2° Si un contrat de crédit offre au consommateur différentes possibilités quant au mode d'utilisation du crédit, assorties de frais ou de taux débiteurs différents, le montant total du crédit est réputé utilisé au taux débiteur le plus élevé et avec les frais les plus élevés dans la catégorie d'opérations la plus fréquemment utilisée dans ce type de contrat de crédit ;

https://www.legifrance.gouv.fr/affichTexte.do?cidTexte=JORFTEXT000032528180&categorieLien=id

F. Prêt initial à taux progressif
60

Les contribuables qui ont emprunté initialement à un taux progressif, peuvent se voir réclamer à la rupture du contrat des intérêts dits « compensatoires », l'emprunteur ayant pu bénéficier d'un taux préférentiel lors des premières années de remboursement. Dans ce cas, le nouveau prêt peut porter sur un capital incluant notamment l'indemnité compensatoire.

https://bofip.impots.gouv.fr/bofip/3726-PGP

https://www.moneyvox.fr/forums/fil/jurisprudence-annee-lombarde.35089/page-250#post-342377
=> Et rien n'empêche donc que, le cas échéant, cette technique soit de nouveau utilisée à l'avenir.

J'en ai profité pour proposer un second tableau d'amortissement avec les mêmes montants, durées, taux débiteur contractuel mais avec des "taux techniques =de construction" différents ( = 10%-3 ans + 13%-5 ans + 14,450...%-10ans).

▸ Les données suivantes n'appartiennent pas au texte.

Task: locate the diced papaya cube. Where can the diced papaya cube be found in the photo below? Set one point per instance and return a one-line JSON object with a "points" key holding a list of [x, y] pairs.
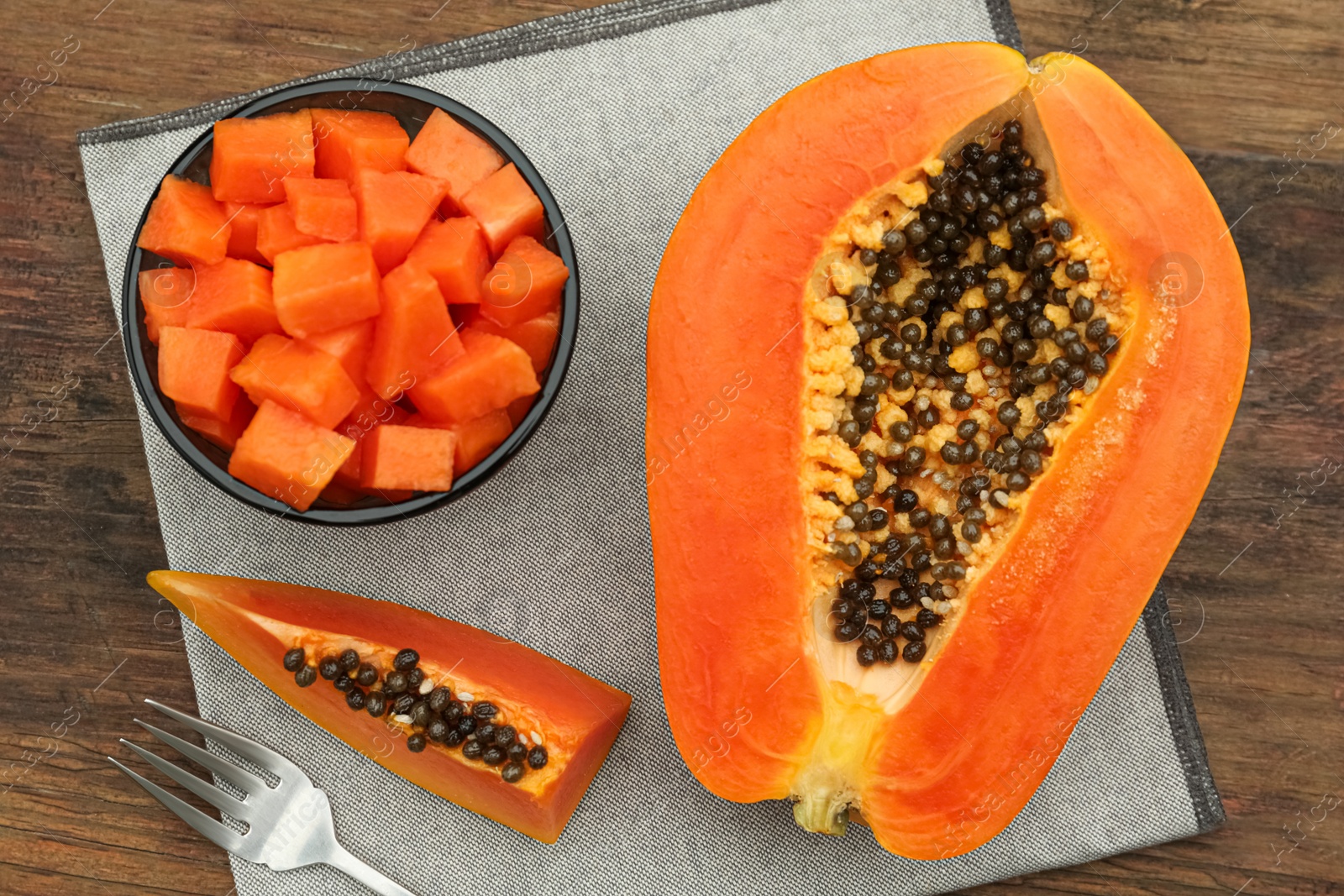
{"points": [[506, 207], [286, 456], [253, 156], [535, 335], [297, 376], [165, 293], [322, 288], [524, 282], [234, 296], [414, 336], [393, 210], [454, 253], [194, 369], [347, 344], [370, 411], [186, 224], [323, 207], [277, 233], [244, 221], [448, 149], [476, 438], [223, 432], [354, 140], [407, 457], [491, 374]]}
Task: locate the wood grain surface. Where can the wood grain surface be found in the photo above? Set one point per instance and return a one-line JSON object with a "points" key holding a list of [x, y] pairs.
{"points": [[1252, 89]]}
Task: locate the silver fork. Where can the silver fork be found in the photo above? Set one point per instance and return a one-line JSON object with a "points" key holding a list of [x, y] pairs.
{"points": [[289, 825]]}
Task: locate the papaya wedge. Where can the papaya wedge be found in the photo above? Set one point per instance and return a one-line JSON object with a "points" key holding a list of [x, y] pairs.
{"points": [[487, 723], [941, 359]]}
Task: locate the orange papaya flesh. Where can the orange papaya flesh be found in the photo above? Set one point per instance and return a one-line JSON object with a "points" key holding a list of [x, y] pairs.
{"points": [[454, 253], [447, 149], [279, 233], [526, 281], [878, 679], [288, 457], [234, 296], [324, 288], [252, 157], [351, 470], [535, 335], [165, 293], [414, 336], [323, 207], [194, 371], [354, 140], [347, 344], [506, 207], [407, 457], [476, 438], [393, 210], [223, 432], [299, 376], [568, 719], [244, 221], [490, 375], [186, 224]]}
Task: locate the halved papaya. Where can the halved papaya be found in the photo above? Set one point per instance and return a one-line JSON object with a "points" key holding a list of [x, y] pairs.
{"points": [[484, 721], [927, 312]]}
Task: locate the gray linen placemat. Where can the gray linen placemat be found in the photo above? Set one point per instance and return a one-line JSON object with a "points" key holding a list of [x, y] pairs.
{"points": [[622, 109]]}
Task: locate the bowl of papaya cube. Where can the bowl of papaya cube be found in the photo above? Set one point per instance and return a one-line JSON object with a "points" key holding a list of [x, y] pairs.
{"points": [[349, 301]]}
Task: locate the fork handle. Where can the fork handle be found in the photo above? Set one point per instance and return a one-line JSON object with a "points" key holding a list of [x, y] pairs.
{"points": [[370, 878]]}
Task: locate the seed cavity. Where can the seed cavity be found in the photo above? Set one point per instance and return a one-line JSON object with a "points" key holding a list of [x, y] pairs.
{"points": [[948, 352], [396, 687]]}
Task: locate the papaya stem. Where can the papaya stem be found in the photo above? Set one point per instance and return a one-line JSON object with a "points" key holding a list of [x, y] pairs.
{"points": [[823, 813]]}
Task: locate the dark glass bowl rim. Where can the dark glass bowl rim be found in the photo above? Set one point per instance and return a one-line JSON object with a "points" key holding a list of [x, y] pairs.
{"points": [[134, 338]]}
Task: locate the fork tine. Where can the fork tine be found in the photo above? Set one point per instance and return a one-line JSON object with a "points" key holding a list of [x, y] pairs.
{"points": [[203, 789], [214, 831], [235, 775], [264, 757]]}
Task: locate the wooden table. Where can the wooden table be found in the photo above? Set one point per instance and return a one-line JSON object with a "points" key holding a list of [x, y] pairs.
{"points": [[1247, 86]]}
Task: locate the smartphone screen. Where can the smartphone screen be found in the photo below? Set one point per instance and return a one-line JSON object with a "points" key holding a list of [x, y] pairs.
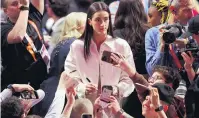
{"points": [[29, 95], [106, 56], [86, 115], [107, 91]]}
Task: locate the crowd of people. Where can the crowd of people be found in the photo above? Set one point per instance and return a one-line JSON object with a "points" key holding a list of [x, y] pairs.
{"points": [[99, 59]]}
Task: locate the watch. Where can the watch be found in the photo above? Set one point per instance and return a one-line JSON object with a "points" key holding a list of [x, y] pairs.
{"points": [[11, 88], [23, 8], [160, 108]]}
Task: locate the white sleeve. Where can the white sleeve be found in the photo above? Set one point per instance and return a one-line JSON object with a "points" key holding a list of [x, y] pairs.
{"points": [[126, 86], [57, 105]]}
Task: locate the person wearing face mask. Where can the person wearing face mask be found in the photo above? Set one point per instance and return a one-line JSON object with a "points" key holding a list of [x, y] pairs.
{"points": [[156, 101]]}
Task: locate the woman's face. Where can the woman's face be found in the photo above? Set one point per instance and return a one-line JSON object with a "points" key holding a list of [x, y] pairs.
{"points": [[154, 16], [100, 22]]}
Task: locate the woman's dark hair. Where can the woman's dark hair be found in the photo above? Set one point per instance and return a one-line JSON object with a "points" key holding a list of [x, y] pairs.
{"points": [[88, 33], [132, 19]]}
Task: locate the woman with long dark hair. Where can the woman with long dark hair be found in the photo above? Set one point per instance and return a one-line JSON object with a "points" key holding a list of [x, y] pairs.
{"points": [[131, 25], [84, 59]]}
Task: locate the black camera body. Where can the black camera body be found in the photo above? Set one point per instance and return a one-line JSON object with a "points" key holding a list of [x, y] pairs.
{"points": [[172, 32], [192, 47]]}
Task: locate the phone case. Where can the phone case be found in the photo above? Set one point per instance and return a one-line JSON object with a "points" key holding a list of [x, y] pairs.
{"points": [[107, 91], [70, 82]]}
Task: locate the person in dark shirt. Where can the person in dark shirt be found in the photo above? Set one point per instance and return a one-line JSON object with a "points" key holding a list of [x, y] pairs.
{"points": [[131, 25], [21, 42]]}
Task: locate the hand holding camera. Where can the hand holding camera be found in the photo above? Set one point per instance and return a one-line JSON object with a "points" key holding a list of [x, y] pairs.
{"points": [[25, 2], [188, 59], [114, 105]]}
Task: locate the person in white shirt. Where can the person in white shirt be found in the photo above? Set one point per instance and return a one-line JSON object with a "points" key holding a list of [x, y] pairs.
{"points": [[84, 59]]}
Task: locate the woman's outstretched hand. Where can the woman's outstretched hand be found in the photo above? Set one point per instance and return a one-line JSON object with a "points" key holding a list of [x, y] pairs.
{"points": [[121, 62]]}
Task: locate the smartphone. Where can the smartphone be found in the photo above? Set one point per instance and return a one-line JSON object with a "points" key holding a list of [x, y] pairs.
{"points": [[143, 87], [29, 94], [107, 91], [86, 116], [106, 56], [71, 82]]}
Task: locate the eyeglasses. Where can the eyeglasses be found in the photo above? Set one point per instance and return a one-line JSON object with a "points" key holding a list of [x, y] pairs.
{"points": [[153, 79]]}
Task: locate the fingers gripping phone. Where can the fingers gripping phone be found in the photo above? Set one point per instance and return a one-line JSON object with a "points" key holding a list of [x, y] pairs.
{"points": [[29, 94], [106, 56], [86, 116], [107, 91]]}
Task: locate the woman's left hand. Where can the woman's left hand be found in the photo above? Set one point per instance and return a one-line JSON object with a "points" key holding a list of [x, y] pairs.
{"points": [[121, 62], [155, 100]]}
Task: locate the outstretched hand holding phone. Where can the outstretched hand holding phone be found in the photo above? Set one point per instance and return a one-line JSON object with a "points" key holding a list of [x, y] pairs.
{"points": [[121, 62]]}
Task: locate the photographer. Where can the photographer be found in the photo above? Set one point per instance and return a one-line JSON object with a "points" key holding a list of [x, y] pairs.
{"points": [[155, 45], [23, 50], [192, 94], [155, 104], [189, 60]]}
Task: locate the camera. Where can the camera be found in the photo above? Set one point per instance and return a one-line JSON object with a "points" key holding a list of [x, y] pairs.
{"points": [[192, 47], [172, 32]]}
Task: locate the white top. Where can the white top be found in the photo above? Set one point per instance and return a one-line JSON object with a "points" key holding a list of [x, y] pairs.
{"points": [[57, 105], [109, 74]]}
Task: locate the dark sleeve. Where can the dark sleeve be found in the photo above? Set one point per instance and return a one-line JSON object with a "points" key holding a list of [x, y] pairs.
{"points": [[5, 29], [34, 14]]}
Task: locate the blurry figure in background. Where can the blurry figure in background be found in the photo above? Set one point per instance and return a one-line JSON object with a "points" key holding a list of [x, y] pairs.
{"points": [[158, 12], [72, 29], [131, 25], [113, 9], [23, 51], [56, 10], [3, 16], [196, 7]]}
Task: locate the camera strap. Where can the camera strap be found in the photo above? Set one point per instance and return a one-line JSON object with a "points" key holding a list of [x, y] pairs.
{"points": [[31, 47], [175, 58]]}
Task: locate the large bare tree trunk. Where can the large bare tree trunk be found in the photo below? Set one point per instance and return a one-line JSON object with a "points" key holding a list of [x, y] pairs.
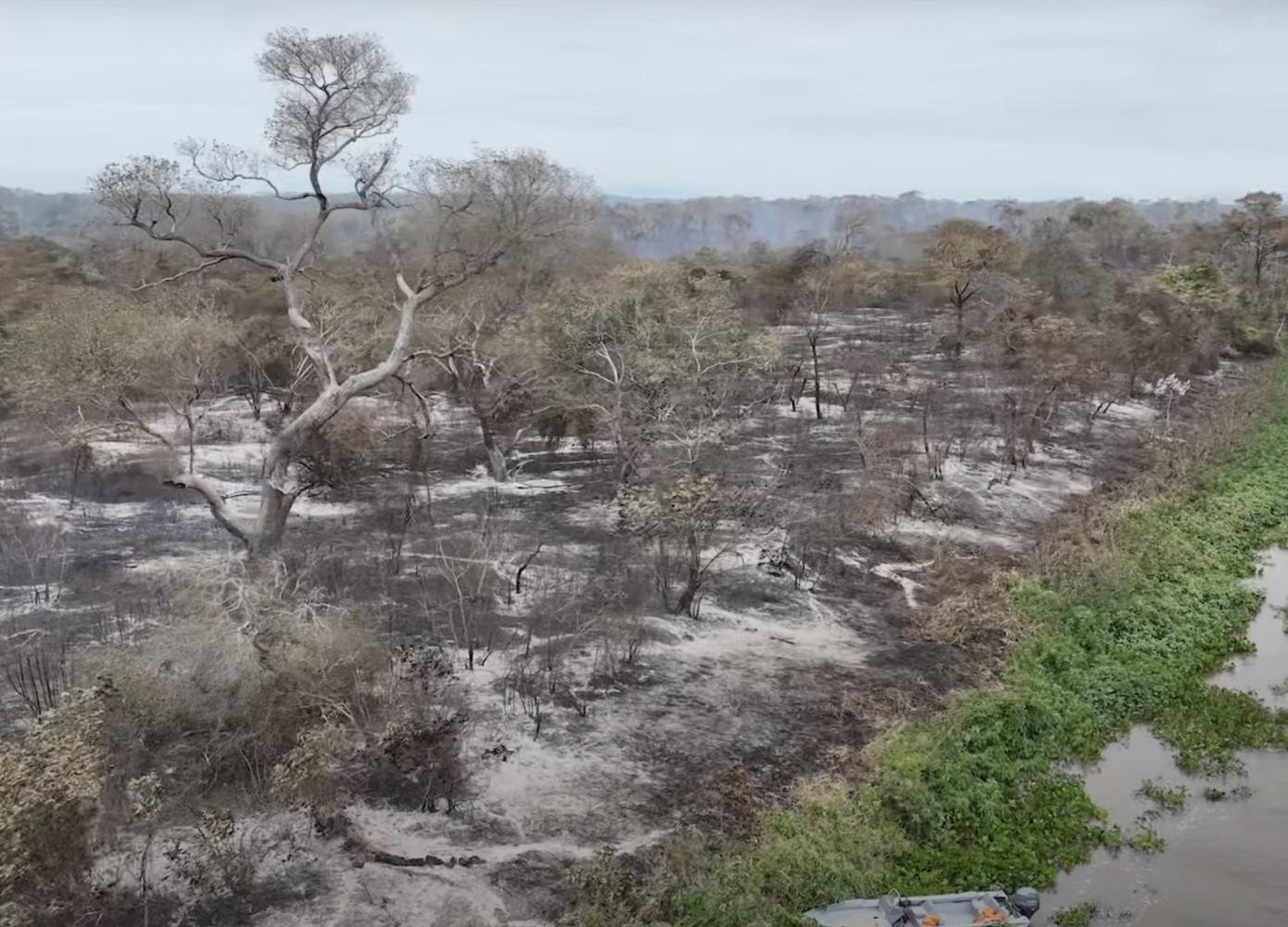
{"points": [[818, 383], [496, 462]]}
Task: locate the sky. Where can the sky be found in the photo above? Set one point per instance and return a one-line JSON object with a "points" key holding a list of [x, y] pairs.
{"points": [[770, 98]]}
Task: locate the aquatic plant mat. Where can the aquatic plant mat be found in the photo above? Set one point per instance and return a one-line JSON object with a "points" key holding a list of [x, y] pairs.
{"points": [[1146, 600]]}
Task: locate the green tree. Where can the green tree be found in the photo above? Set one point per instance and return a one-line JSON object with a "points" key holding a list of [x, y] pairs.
{"points": [[965, 254]]}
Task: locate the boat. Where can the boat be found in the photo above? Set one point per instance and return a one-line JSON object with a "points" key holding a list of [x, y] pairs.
{"points": [[964, 909]]}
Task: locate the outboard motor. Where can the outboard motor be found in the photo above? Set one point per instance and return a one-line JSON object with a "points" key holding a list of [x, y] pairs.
{"points": [[1027, 901]]}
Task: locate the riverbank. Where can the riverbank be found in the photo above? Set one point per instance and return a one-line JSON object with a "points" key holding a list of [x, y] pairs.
{"points": [[1144, 606]]}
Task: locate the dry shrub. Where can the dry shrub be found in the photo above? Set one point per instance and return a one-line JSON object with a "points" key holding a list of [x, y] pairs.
{"points": [[973, 606], [219, 703], [347, 452], [49, 792]]}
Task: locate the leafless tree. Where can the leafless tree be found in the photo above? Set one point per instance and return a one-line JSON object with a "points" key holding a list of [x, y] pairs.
{"points": [[339, 95]]}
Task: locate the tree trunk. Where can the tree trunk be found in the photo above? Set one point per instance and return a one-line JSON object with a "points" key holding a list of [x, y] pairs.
{"points": [[818, 383], [496, 462], [688, 597]]}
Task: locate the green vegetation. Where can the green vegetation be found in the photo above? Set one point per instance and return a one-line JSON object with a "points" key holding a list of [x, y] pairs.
{"points": [[1163, 797], [977, 797], [1077, 916]]}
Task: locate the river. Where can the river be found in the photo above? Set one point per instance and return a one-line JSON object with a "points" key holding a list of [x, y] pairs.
{"points": [[1224, 861]]}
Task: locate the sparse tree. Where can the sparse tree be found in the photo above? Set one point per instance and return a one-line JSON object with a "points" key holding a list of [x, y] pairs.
{"points": [[337, 95], [964, 254], [1260, 230]]}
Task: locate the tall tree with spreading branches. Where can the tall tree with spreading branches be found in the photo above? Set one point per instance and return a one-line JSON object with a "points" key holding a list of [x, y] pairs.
{"points": [[340, 99]]}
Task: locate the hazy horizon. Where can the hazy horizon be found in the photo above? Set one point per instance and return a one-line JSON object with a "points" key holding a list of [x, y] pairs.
{"points": [[964, 101]]}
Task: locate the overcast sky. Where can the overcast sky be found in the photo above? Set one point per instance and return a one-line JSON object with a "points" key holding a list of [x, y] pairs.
{"points": [[954, 98]]}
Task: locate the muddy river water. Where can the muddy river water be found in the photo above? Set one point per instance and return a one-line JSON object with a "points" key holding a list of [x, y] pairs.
{"points": [[1224, 861]]}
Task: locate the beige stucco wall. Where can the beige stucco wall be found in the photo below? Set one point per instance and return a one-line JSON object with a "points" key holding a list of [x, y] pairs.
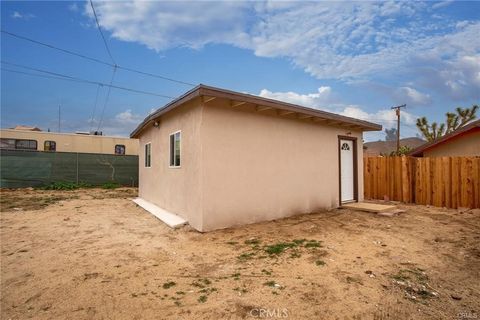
{"points": [[177, 190], [241, 167], [464, 145], [261, 167], [67, 142]]}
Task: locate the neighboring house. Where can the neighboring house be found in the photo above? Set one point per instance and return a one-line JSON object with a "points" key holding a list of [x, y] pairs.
{"points": [[462, 142], [23, 139], [220, 158], [379, 148]]}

=> Et vous pouvez vérifier - quels que soient ces "taux techniques" l'on obtient
+ Strictement le même taux débiteur légèrement inférieur au taux contractuel du fait des arrondis et de l'abandon de quelques millièmes d'euros d'intérêts par la banque,
+ Strictement le même montant d'intérêts.

Au plan du principe, je renouvelle donc mon fort intérêt pour toutes explications qui permettraient - dans ce cas de figure - de contrôler le taux débiteur contractuel uniquement "ligne par ligne" ????

Et, sur un second principe qui est celui de l'équité - et même de la justice - que l'on veuille bien m'expliquer pourquoi l'on tiendrait compte d'un surcoût dans une échéance mais que l'on ignorerait tous moindres coûts sur l'ensemble des autres échéances qui viendraient plus que le compenser générant ainsi un taux débiteur réellement pratiqué au plus égal - voire inférieur - au taux contractuel ainsi que mes exemples ci-joints le démontrent.

Mais une chose me semble inquiétante; c'est le fait qu'un magistrat de renom semble ignorer des pratiques réelles du monde bancaire et, de plus, des pratiques prévues et légalisées par divers textes...!!!...???